Forty years ago, a patient with a life-threatening ventricular arrhythmia had been twice resuscitated out of the hospital.
She was in dire need of an advanced treatment, but such an option barely existed. She was referred to Dr. Peter Kowey, then a physician-scientist at the Medical College of Pennsylvania, and his colleagues who implanted the world’s third-ever implantable cardioverter defibrillator (ICD).
ICDs have become the standard of care with almost 100,000 Americans receiving one each year. Access to this lifesaving treatment — from the first in 1980 to the 100,000 expected in 2021 — was made possible thanks to groundbreaking clinical research.
Dr. Kowey and his team moved to Lankenau Medical Center in 1990 and developed a world-class cardiovascular program built upon a solid foundation, established by Drs. Leonard Dreifus, Jack Kelly and Horace McVaugh. From the beginning, Lankenau Heart Institute (LHI) has set a high standard for patient care, physician education and training, and clinical research. Its success has required a concerted organizational commitment to patient care and safety.
This synergy has enabled LHI to offer more options and tailored and individualized treatment plans. Ultimately, research and clinical heart care teams like ours offer hope to patients who feel they’ve exhausted their options.
Since the 1970s, we’ve learned successful research and clinical heart care teams have three characteristics.
Access to Highly Selective Clinical Trials
Cardiac treatments are ever-evolving, and physicians are constantly refining how they deliver patient-centered care. The best intervention for a patient may be in trial phase. Consistently participating in highly selective clinical trials allows care teams to connect a patient who’s maximized other treatment options with an innovative, life-enhancing solution.
For example, through our integrated research and clinical care teams at Lankenau Heart Institute, we’re able to offer less invasive, newer generation devices like transcatheter-based therapies to repair or replace the mitral, aortic or tricuspid valve. In fact, as of January, we offer one of the highest numbers of innovative mitral valve therapies in the U.S. This is heavily due to our team at LHI, singularly focused on patient care through the collaboration of research, clinical practice and education.
We have an expansive inventory of the most advanced cardiovascular clinical trials, encompassing medical and surgical devices, drug therapy and minimally invasive options. Notably, many of these developments have become the standard of care for patients.
These trials focus on disease-based areas such as structural heart, including mitral, aortic and tricuspid valves and left atrial appendage closure; thoracic aorta (aneurysm/dissection); heart failure; and arrhythmia.
Teamwork Approach for Optimal Patient Care
Clinical excellence and innovation attract patients and talent. Conducting academic-level research and training the next generation of physicians helps facilitate the recruitment of renowned physicians, researchers and clinical support staff.

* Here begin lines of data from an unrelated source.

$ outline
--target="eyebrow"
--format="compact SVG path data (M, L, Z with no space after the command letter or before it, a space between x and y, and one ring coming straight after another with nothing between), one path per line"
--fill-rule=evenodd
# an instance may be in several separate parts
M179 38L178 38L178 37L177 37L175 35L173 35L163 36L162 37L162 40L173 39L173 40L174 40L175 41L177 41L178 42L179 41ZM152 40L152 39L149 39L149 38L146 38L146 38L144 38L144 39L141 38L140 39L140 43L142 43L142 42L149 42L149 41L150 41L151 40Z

The international reputation that LHI attained for its research and patient care made possible the recruitment of renowned physicians Dr. William Gray, an interventional cardiologist and Chief of Cardiovascular Diseases, and Dr. Basel Ramlawi, Chief of Cardiothoracic Surgery.
Dr. Gray was instrumental in bringing the FDA’s Early Feasibility Studies to Lankenau Heart Institute, making it among a few sites designated to conduct these first-in-human clinical research trials.
Equally important as an exemplary research team is staff. The cornerstone of a quality clinical research program, they manage numerous aspects, such as screening for study candidates, conducting patient coordination and education, submitting safety data, and assessing potential adverse events.
Building on this rich legacy, Drs. Gray and Ramlawi, along with other Main Line Health clinical and administrative leaders are growing the breadth and depth of LHI’s research programs and clinical offerings as the premier destination for patients.
The integration of research and clinical care means investing in every patient’s optimal outcome. This investment starts at the top — an institution’s leadership must be receptive to research and its role in elevating patient care.
Research isn’t easy. It requires the recruitment of a seasoned team. Additionally, research isn’t always immediately profitable, but its contribution to the overall cardiovascular program is intrinsically valuable. Heart care advancements are made possible by constantly pushing science’s boundaries and a collective commitment to research.
Today’s vast cardiac treatments would be hardly recognizable to the physicians who implanted the world’s third ICD, but that work, coupled with the past 40 years of research, is a direct result of integrated heart teams. These teams contribute to improving the overall standard of care for tomorrow, impacting the 92 million Americans living with some form of heart disease.
Lankenau Heart Institute, part of Main Line Health, is a recognized leader in innovative cardiology and cardiac surgery research.